Isso é uma coisa. Outra bem diferente é a nítida mudança de tom, traduzido no pronunciamento do líder do PSDB, Artur Virgílio, que, a título de pregação por uma “nova ética” na política, na sociedade e na imprensa, discorreu a respeito de imperfeições generalizadas de conduta.

Na retórica, negou a intenção de atribuir ausência de legitimidade aos julgadores. Mas o momento escolhido para o discurso deu margem à impressão de que o líder do PSDB estava ali cumprindo o objetivo de colaborar com a reconstrução da cordialidade interna em torno do presidente da Casa.

Reforçou a sensação o aparte de “solidariedade” feito pelo o senador Almeida Lima, o mais aguerrido defensor de Calheiros.

Em seguida, sereno como há tempos não se via, manifestou-se o presidente do Senado a registrar as defesas “enfáticas” que fizera de senadores em diversas ocasiões e a lamentar que não tenha sido defendido por eles com a mesma veemência.
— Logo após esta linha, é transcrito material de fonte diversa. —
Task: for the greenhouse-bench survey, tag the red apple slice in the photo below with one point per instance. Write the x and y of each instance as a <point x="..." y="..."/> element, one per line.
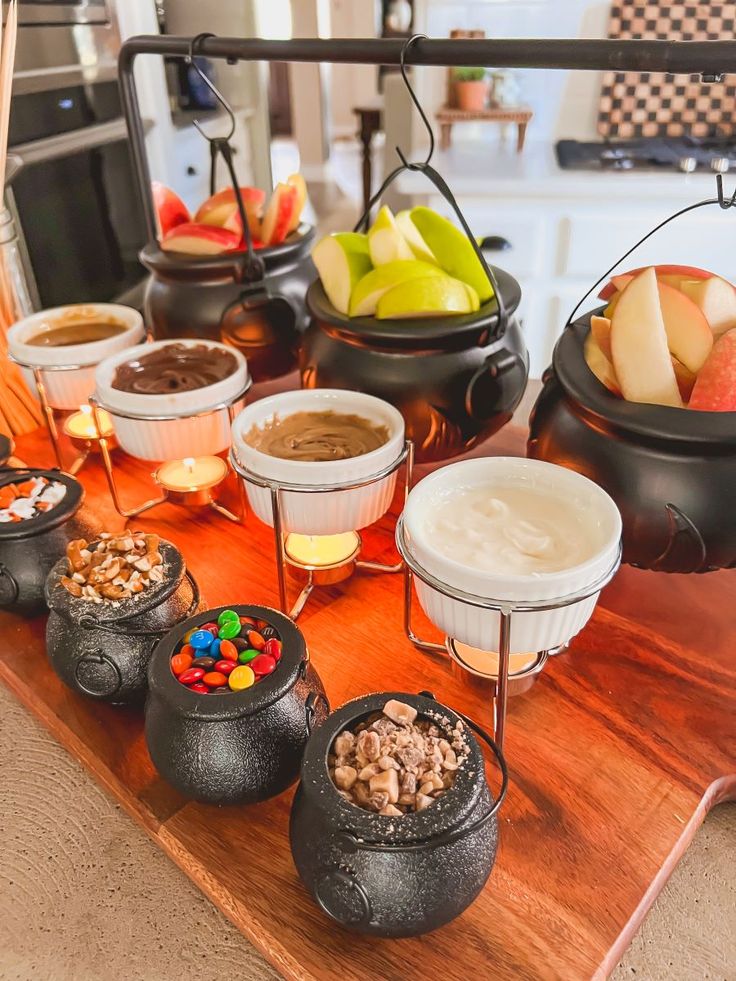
<point x="279" y="214"/>
<point x="222" y="209"/>
<point x="170" y="209"/>
<point x="297" y="181"/>
<point x="671" y="270"/>
<point x="199" y="239"/>
<point x="716" y="298"/>
<point x="641" y="357"/>
<point x="600" y="328"/>
<point x="715" y="386"/>
<point x="688" y="335"/>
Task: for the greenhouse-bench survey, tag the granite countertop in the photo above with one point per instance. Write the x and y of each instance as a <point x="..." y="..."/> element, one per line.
<point x="480" y="168"/>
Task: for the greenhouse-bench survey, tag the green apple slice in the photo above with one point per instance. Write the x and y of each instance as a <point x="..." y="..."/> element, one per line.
<point x="342" y="260"/>
<point x="416" y="243"/>
<point x="432" y="296"/>
<point x="385" y="241"/>
<point x="380" y="280"/>
<point x="452" y="250"/>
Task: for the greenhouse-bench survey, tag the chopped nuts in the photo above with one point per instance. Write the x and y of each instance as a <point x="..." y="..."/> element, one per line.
<point x="113" y="568"/>
<point x="393" y="764"/>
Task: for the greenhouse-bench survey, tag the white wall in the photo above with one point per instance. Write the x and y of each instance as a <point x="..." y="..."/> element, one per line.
<point x="565" y="103"/>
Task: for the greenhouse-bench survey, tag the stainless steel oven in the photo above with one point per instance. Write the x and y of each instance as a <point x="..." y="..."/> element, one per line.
<point x="73" y="193"/>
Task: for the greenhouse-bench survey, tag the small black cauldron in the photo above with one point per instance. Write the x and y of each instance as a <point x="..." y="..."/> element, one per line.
<point x="391" y="876"/>
<point x="672" y="472"/>
<point x="103" y="651"/>
<point x="239" y="747"/>
<point x="216" y="298"/>
<point x="29" y="549"/>
<point x="451" y="378"/>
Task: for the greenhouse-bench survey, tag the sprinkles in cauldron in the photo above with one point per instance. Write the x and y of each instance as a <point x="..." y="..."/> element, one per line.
<point x="229" y="655"/>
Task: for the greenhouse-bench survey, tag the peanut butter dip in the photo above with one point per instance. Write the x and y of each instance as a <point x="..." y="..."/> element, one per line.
<point x="317" y="436"/>
<point x="175" y="368"/>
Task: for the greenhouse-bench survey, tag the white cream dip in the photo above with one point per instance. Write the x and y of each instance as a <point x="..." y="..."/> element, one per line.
<point x="515" y="530"/>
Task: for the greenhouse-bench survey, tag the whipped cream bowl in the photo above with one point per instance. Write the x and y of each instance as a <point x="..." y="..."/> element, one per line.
<point x="169" y="400"/>
<point x="69" y="375"/>
<point x="514" y="533"/>
<point x="307" y="512"/>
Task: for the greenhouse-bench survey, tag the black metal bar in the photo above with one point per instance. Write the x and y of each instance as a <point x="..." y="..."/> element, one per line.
<point x="707" y="58"/>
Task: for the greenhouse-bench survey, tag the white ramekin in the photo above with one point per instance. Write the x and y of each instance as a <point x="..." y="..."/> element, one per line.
<point x="190" y="434"/>
<point x="333" y="512"/>
<point x="70" y="389"/>
<point x="531" y="631"/>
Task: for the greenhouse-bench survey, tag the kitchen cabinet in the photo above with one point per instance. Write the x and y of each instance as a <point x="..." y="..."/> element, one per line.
<point x="565" y="228"/>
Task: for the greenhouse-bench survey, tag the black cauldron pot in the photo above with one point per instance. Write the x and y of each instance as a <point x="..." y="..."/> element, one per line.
<point x="219" y="299"/>
<point x="672" y="472"/>
<point x="29" y="549"/>
<point x="454" y="382"/>
<point x="103" y="651"/>
<point x="237" y="747"/>
<point x="394" y="877"/>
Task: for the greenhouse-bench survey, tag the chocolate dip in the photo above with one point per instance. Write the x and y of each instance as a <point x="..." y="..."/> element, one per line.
<point x="317" y="436"/>
<point x="174" y="368"/>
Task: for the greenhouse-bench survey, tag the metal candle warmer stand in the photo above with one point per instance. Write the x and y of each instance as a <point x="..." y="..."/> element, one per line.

Ninguém o contestou.

Ato contínuo, o personagem mudou: Gim Argello, suplente de Joaquim Roriz, que depois de se esconder por duas semanas saiu da toca para tomar posse ontem, embora tivesse prazo de mais de dois meses para tal.

Alvo de processos a mancheias, acusado de ter levado uma parte daqueles R$ 2,2 milhões do cheque de Nenê Constantino para Roriz, Argello, seria contestado - estava prometido - por seus pares, mas não foi: disse que não gostaria de ser prejulgado e isso bastou.

Nada mais se falou e Calheiros retirou-se do palco deixando um esquisito vestígio de encenação no ar.

Pedagogia dupla

Se, como diz o prefeito do Rio de Janeiro, César Maia, a vaia no presidente Lula teve o sentido pedagógico de expor a insatisfação de um pedaço da população, vale o mesmo critério da pedagogia para a oposição.

A classe média, majoritária no cenário na cerimônia de abertura do Pan, mostrou que está sem representação política. Órfã, faz o que pode.

Às análises sobre a exegese da vaia ao presidente, as excelências oposicionistas poderiam acrescentar agora uma autocrítica ao seu “modus operandi”, por ora meramente “esperneandi”. Quando muito.

Lógica perversa

O presidente já mudou de assunto, aparentemente sublimou as vaias e, em boa hora, tocou o barco. Mas o cordão dos puxa o leitor sabe o quê continua a produzir extenso palavrório sobre o episódio Maracanã, usando, para isso, a lógica perversa da submissão da opinião aos poderes do poder.

Quando excelências da política e do esporte qualificam de “injustas” as manifestações alegando que o presidente merecia tratamento mais cordial por ter liberado verbas federais para a realização do Pan, nada mais fazem do que se utilizar do mesmo critério de partidos que vendem seus votos no Legislativo em troca de favores do Executivo.

Esquecem-se de que as verbas não pertencem a Lula. Pertencem a todos os cidadãos, cujas opiniões não obedecem à dinâmica da lei do mais forte de ocasião.

Para encerrar Por que invasão de propriedades pode e vaia não pode?